Harley-Davidson is in for more bad news this year and is likely to face drag from a generally sluggish economy, a financial analyst predicted today.
The company is likely to reduce production this year to stabilize dealer inventories and avoid heavy discounting and promotional pricing, Wachovia Capital Markets Senior Analyst Timothy Conder wrote.
He maintained his "market perform" rating on H-D, which trades under the symbol HOG, but reduced his valuation range to $45 to $50, from a previous range of $51 to $54.
Part of the risk to the company is its financing business, HDFS, which Conder says accounts for half the powersports industry's financing.
Conder held onto his $3.77 earnings per share estimate for 2007, but dropped his 2008 estimate to $3.88 from $4.01. A 5.5% production decline (to 330,005 units) for 2007 and another 2% decline for 2008 are baked in. The 2008 estimate of 323,405 units is down slightly from a previous prediction of "flat."

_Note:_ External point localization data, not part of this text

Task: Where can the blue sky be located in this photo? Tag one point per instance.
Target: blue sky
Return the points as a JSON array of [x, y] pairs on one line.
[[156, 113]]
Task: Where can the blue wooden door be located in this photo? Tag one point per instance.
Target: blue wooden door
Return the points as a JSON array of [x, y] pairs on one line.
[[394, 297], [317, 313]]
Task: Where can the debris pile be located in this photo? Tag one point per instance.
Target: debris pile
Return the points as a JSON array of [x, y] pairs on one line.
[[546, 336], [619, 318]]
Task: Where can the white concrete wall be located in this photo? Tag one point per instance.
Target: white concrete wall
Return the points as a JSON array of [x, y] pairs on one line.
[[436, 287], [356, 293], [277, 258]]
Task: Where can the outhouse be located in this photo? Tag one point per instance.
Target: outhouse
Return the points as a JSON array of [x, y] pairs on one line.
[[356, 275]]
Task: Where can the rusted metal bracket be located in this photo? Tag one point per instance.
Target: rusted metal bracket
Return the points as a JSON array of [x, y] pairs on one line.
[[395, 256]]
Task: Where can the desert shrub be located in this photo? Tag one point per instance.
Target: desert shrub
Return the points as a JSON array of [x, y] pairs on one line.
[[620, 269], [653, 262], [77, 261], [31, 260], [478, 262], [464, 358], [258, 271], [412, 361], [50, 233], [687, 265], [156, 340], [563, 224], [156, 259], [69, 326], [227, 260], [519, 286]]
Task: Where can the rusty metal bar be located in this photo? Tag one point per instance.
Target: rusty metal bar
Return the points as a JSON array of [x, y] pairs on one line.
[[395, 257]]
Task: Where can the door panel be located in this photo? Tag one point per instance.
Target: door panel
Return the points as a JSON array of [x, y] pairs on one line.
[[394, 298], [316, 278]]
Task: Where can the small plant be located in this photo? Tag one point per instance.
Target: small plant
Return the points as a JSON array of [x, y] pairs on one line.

He also expects the OEM's gross margins to contract by 65 basis points, based on "a leaner mix of higher end cruiser and touring shipments, and higher manufacturing overhead absorption."
Despite expectations for a couple of challenging years, Conder complimented H-D's management.
"We will continue to look for opportunities to again consider becoming more constructive as we admire Harley?s strong management (including their willingness to make difficult short-term decisions such as production cuts vs. ongoing financing promotions to preserve the integrity of the brand), unlevered operating company balance sheet, and solid mid-30% returns on equity, which continue to help support ongoing accretive share repurchases," he wrote.